31 Days of Halloween - Day 24 - Movie 1


Today I revisited The Return of the Living Dead (1985) for the first time since I saw it during it's first release, when I saw it numerous times. An indirect sequel to Night of the Living Dead (1968) ROTLD postulates that the events in NOTLD were based on a true incident in which the bodies in the morgue of a VA hospital were reactivated by a military created chemical. The reanimated corpses were contained and went astray when being shipped to a military base winding up instead in the basement of a medical supply company warehouse. Here, one of the containers is accidentally breached releasing the chemical which finds its way into a nearby cemetery reanimating the dead buried there who rise up hungry for brains.

This movie is a dark comedy and a very funny one at that, particularly whenever James Karen is on screen. It also veered off in a way completely different from where George Romero was forging with the zombies from Night of the Living Dead in his own franchise of zombie films. Unlike Romero's slow, dim, shuffling, zombies, the walking corpses in ROTLD are smart, articulate, fast, and crafty. They can talk, problem solve, use tools, run, and strategize. This makes escape for the group of people trapped by them pretty much impossible. Even worse, also differing from Romero's zombies, these zombies don't expire if you shoot them in the head. Destroying their brain doesn't make any difference. You can chop them up into tiny pieces and each piece will keep moving. They can't be rekilled.

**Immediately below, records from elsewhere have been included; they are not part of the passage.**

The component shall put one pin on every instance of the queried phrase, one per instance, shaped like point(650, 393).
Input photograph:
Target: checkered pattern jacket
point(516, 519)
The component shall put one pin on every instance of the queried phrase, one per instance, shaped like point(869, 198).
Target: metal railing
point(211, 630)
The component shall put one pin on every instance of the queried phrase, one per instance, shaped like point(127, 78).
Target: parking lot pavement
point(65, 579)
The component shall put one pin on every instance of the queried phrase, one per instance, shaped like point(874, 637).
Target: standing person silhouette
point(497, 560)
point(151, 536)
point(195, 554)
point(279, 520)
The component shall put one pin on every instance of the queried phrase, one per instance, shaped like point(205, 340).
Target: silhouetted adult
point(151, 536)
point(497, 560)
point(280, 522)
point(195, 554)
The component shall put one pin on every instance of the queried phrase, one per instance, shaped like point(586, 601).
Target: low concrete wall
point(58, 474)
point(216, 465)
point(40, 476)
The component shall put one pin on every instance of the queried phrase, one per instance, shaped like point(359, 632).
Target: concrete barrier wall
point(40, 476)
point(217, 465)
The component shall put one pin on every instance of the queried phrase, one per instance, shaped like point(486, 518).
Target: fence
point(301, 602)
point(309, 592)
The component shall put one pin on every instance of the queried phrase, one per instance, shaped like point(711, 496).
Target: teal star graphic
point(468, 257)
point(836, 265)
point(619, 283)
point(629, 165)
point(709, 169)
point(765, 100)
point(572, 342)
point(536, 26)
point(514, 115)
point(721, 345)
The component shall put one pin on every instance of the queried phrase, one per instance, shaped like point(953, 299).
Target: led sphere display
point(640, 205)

This is also the movie which launched the association that everyone now has with zombies having a particular appetite for brains. In fact, the zombies here couldn't care less about the rest of the body, just what's inside the skull.

There's much about this movie which dates it to the time it was made, but it lends it a novel feel. Director, Dan O'Bannon, does an admirable job hiding what were obviously the strict limitations of a severely limited budget, making up for it with a lot of energy and some strong performances and some really fun and creative set pieces.